山本: ケースをお客様にどう受け取っていただけるかも楽しみですし、「衝撃は掌握できる」という考え方を、ぜひ製品を組み合わせて使うことで体感していただきたいです。ケース、ストラップ、リング、カードケースまで、それぞれの役割は異なりますが、「壊れる可能性そのものを減らす」という一つの考え方でつながっています。そうしたZEROSHOCKの新しい“守り方”まで感じていただけたらうれしいです。

 新たなZEROSHOCKの思想から、今後はどのような製品展開をしていきたいと考えていますか。

大嘉: 再定義した哲学をもとに、既存製品を刷新しながら、私たちの思想をファンの方々に届けていきたいです。原点であるノートパソコン用のインナーバッグの展開も視野に入れていますし、ラインアップも広げていくつもりです。

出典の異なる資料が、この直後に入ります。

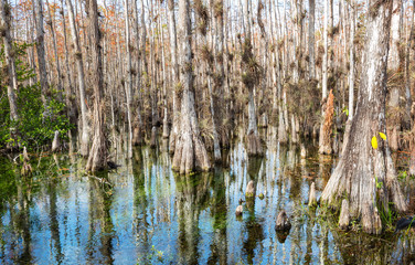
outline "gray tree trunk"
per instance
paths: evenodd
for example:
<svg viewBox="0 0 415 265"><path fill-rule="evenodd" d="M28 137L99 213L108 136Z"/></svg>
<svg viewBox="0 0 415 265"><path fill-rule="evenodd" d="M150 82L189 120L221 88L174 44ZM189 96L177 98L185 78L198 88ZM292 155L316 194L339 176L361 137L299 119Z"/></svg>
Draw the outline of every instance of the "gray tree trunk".
<svg viewBox="0 0 415 265"><path fill-rule="evenodd" d="M309 0L309 24L308 24L308 56L309 56L309 78L316 77L316 59L315 59L315 13L316 0Z"/></svg>
<svg viewBox="0 0 415 265"><path fill-rule="evenodd" d="M10 105L10 120L18 121L18 106L15 104L15 92L18 92L18 73L15 71L15 61L12 40L10 35L11 7L7 0L0 0L0 35L4 44L4 57L8 66L8 97ZM11 131L14 134L14 131Z"/></svg>
<svg viewBox="0 0 415 265"><path fill-rule="evenodd" d="M211 169L206 149L200 137L196 113L194 109L194 88L192 71L192 33L189 0L179 0L179 36L181 67L181 124L175 139L172 168L180 173Z"/></svg>
<svg viewBox="0 0 415 265"><path fill-rule="evenodd" d="M81 155L88 156L89 136L88 136L88 119L86 109L86 96L85 96L85 77L84 77L84 62L82 60L82 51L79 46L78 33L75 24L74 9L71 0L66 0L67 14L70 19L72 42L74 44L75 63L78 77L78 88L79 88L79 106L81 106L81 118L82 118L82 131L81 131Z"/></svg>
<svg viewBox="0 0 415 265"><path fill-rule="evenodd" d="M126 21L126 100L127 100L127 118L128 118L128 158L132 158L132 121L131 121L131 96L132 96L132 73L131 73L131 43L130 43L130 25L128 15L128 0L124 0L124 14Z"/></svg>
<svg viewBox="0 0 415 265"><path fill-rule="evenodd" d="M98 4L97 0L87 0L88 10L88 32L91 38L91 59L92 73L91 85L94 89L94 127L93 145L89 151L86 171L96 172L107 167L107 137L105 131L105 103L104 103L104 82L102 46L98 24Z"/></svg>
<svg viewBox="0 0 415 265"><path fill-rule="evenodd" d="M386 131L386 65L392 1L370 0L369 3L357 112L347 146L321 194L321 201L339 206L347 198L351 218L362 216L363 230L379 234L382 231L381 212L387 215L390 202L397 211L406 211L407 208L387 140L379 134ZM373 144L373 139L377 145Z"/></svg>
<svg viewBox="0 0 415 265"><path fill-rule="evenodd" d="M36 24L36 52L38 52L38 64L39 64L39 77L41 81L42 88L42 103L44 107L44 114L47 114L47 102L50 98L50 87L47 82L46 72L46 60L44 50L44 29L43 29L43 1L33 1L33 18Z"/></svg>
<svg viewBox="0 0 415 265"><path fill-rule="evenodd" d="M179 85L179 64L178 64L178 44L177 44L177 32L175 32L175 14L174 14L174 0L168 0L168 12L169 12L169 33L170 33L170 56L171 56L171 76L172 76L172 92L173 92L173 123L170 134L170 152L174 152L175 137L179 134L179 114L180 114L180 102L175 89Z"/></svg>

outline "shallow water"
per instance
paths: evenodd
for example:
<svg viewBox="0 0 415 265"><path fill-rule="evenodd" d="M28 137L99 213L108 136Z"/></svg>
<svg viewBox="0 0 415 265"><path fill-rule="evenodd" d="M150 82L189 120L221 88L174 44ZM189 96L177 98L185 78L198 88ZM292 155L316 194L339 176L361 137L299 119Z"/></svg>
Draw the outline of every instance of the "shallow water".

 製品点数が増えれば、より多くの方に使っていただける未来も広がりますね。

大嘉: ユーザーの裾野は広げていきたいと思っていますし、もっと多くの方に使っていただきたい、という気持ちはもちろんあります。ただ、ブランドとしての哲学をブレさせるつもりはありません。そのために、あらためて軸を再設定した、という感覚ですね。よりよいデジタルライフを送っていただくために、ZEROSHOCKはZEROSHOCKのやり方で、価値を届け続けていくつもりです。

長く愛されてきたブランドだからこそ、ただ守るのではなく、どう守るのか、どんな思想で守るのかまでを問い直す。ZEROSHOCKのリブランディングは、その答えを製品に落とし込む試みでもあります。

そしてその先にあるのは、単なる新製品の投入ではなく、ユーザーの毎日に自然と溶け込みながら、安心を支え続けるブランドとしての再出発。これからのZEROSHOCKシリーズの展開にも、ご期待ください。